Thích Ca Phật Đài (lit. 'Platform of Shakyamuni Buddha') is a notable Theravada Buddhist temple in the coastal city of Vung Tau in southern Vietnam. It lies to the northwest of the Lớn mountain and was built between 1961 and 1963 when it was opened.

It is set on a plot of around five hectares, with a Zen Buddhist monastery at the foot of the plot and the Thích Ca Phật Đài at the top. The Zen monastery is a small brick temple built by a government official from Vung Tau in 1957. In 1961, the Buddhist association organised for a renovation of the monastery and decided to build the Thích Ca Phật Đài further up the mountain. Additional lodgings were built to cater to Buddhist pilgrims who come and visit the site.

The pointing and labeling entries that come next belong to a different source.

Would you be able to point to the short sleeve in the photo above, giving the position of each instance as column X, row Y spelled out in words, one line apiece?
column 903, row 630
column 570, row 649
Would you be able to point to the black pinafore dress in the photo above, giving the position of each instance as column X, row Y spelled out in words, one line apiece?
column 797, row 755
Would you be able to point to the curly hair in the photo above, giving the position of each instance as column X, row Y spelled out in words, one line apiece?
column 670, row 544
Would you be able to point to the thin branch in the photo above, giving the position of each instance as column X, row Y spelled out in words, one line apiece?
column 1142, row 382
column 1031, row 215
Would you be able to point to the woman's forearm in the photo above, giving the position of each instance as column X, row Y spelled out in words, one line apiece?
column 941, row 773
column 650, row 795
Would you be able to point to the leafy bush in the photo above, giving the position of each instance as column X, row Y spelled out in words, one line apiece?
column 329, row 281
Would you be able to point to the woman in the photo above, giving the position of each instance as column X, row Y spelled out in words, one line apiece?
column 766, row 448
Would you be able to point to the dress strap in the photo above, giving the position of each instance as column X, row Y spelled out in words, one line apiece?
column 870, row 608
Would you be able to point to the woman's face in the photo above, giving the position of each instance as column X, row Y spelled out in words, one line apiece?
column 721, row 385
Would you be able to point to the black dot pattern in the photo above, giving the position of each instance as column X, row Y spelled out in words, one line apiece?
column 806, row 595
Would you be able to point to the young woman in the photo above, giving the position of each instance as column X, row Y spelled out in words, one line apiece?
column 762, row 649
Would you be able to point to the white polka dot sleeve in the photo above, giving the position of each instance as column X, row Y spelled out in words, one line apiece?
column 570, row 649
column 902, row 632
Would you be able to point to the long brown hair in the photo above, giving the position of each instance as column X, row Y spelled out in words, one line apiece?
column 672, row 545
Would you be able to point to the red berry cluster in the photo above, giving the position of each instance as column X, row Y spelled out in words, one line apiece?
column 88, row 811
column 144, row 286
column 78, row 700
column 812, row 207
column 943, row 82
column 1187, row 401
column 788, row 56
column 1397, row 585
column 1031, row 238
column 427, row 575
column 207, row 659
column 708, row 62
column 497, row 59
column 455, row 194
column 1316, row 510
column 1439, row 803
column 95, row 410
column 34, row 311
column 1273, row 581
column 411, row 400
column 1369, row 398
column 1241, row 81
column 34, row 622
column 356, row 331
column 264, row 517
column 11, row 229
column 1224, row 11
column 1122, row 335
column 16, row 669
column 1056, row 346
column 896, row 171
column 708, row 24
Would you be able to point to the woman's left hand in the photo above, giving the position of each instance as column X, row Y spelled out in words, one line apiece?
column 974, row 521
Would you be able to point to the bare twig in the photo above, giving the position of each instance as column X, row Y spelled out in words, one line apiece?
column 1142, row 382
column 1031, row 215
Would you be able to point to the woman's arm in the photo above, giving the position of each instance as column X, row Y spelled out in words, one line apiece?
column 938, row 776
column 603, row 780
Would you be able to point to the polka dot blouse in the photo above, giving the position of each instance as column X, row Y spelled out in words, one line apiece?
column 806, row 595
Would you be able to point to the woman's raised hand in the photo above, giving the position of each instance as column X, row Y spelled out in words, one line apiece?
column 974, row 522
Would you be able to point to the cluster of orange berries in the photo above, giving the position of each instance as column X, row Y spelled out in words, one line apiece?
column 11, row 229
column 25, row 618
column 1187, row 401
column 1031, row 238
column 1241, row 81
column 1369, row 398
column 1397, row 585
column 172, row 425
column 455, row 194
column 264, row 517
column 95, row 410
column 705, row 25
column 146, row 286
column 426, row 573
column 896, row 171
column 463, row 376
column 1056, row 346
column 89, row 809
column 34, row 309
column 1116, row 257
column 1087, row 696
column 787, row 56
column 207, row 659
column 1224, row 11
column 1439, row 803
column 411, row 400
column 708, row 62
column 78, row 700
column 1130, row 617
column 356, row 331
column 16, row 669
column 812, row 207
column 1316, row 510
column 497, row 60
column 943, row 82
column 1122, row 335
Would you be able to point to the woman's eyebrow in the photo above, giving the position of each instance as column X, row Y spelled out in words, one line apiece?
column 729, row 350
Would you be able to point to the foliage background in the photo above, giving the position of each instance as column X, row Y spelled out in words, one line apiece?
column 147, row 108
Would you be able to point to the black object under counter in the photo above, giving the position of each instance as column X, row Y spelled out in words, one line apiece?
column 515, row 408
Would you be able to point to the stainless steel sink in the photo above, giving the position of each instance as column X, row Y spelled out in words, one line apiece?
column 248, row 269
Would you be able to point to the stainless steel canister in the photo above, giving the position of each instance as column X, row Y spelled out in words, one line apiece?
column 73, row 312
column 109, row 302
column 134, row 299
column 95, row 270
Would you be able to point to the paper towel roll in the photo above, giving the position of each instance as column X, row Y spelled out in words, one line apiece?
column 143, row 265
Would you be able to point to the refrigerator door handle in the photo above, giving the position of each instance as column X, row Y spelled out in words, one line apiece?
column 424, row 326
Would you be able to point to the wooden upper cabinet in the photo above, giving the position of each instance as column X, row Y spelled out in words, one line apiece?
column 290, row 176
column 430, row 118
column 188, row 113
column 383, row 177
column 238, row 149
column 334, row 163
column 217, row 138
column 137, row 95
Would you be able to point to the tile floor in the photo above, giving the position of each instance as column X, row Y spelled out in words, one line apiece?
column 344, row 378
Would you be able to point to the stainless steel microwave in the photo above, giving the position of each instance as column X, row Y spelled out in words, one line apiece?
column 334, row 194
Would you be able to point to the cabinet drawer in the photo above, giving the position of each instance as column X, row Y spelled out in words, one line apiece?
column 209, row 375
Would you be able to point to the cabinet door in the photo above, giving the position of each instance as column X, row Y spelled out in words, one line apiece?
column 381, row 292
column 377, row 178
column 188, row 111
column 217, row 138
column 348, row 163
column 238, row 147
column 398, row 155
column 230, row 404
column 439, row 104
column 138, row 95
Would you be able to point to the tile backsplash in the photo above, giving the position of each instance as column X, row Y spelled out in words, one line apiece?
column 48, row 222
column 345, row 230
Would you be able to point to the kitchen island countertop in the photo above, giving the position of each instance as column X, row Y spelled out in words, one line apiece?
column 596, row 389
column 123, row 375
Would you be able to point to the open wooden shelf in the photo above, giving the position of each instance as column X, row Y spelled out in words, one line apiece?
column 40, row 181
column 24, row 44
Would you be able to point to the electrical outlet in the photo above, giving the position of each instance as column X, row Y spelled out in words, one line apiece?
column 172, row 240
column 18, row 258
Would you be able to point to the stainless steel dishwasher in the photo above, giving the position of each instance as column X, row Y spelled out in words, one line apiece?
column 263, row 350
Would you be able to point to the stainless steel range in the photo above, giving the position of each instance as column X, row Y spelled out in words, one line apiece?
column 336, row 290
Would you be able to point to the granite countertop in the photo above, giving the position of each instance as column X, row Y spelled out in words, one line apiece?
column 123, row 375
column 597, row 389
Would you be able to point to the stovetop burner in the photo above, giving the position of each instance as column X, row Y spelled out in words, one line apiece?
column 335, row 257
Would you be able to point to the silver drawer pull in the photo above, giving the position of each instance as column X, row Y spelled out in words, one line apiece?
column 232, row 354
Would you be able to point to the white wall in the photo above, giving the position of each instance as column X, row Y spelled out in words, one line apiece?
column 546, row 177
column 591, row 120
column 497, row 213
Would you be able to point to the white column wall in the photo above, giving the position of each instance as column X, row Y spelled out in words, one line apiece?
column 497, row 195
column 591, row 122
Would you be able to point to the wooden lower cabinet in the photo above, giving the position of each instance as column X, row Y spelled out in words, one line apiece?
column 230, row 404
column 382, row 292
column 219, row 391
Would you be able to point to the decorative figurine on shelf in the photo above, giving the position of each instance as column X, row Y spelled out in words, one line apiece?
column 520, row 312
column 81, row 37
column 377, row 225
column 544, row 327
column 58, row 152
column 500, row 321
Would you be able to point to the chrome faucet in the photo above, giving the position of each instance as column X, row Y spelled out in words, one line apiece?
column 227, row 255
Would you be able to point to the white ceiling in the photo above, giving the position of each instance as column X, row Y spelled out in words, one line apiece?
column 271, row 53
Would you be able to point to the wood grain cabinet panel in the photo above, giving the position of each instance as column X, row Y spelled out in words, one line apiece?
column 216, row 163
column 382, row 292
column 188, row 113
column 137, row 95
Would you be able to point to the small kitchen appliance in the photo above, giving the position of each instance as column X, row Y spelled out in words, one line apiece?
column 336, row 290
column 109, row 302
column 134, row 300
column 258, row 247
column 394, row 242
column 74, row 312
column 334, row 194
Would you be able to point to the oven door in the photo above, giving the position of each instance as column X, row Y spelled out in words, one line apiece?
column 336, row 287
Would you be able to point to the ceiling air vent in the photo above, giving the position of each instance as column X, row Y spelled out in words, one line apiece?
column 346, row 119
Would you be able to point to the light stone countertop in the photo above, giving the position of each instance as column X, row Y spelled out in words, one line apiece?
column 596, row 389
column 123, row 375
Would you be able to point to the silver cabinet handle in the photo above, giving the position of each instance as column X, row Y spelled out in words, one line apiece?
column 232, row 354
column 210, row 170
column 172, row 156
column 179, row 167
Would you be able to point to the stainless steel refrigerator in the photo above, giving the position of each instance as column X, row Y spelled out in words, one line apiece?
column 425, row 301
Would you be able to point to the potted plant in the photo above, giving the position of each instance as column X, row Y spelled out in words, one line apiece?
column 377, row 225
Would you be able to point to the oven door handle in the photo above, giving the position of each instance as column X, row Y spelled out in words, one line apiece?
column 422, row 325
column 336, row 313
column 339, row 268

The temple is reached by taking a left turn from the Bến Đình markets and travelling one kilometre to the foot of the Lớn mountain. This leads to the front of the temple, which is marked by a triple gate held up by four imposing and solid pillars. Past the triple gate, there is a long path of stone steps leading up the hill to the temple. The path overlooks the city down to the South China Sea below. The grounds are dense with foliage, resembling a jungle and heavily populated by birds.

Along the path up to the temple, the way is decorated with various statues that depict important events in the life of Gautama Buddha: his birth as Prince Siddhartha, his renunciation of the world, the enlightenment under the bodhi tree at Bodh Gaya, the first sermon at Sarnath and the passing into final Nibbāna at Kusinara. There is also a garden, with plants and flowers blooming all year round, with props and scenery to re-enact the first sermon at Deer Park in Sarnath, where the Buddha explained the Four Noble Truths and the Noble Eightfold Path to the first five sangha and arahants: Kaundinya, Assaji, Mahanama, Bhaddiya and Vappa.

Further along the path to the temple at the top of the hill, there is a bodhi tree that was brought to Vietnam on November 2, 1960, by the Venerable Narada, an eminent Theravada Buddhist monk from Sri Lanka known for his efforts in spreading the Dhamma. There are an additional six circularly wrapped dragon statues along the path. Behind the dragons are two lions, which represent strength and force. There is a stone paved yard at the top, with an octagonal stupa standing 19 m surrounded by four peaks in each direction. Each of these sites contain soil taken from the four holiest sites of Buddhism in ancient India: Lumbini, the birthplace of Prince Siddhartha, Bodh Gaya, the location of enlightenment, Sarnath, the location of the first sermon and the forest Kusinara where the Buddha entered nirvana.

The main statue of Gautama Buddha sitting on a lotus seat stands 10.20 m. The white colour of the statue and the stupa contrast against the blue and green background of the surrounding sky and forest. The site has become a major tourist location in the city as well as a tourist lookout.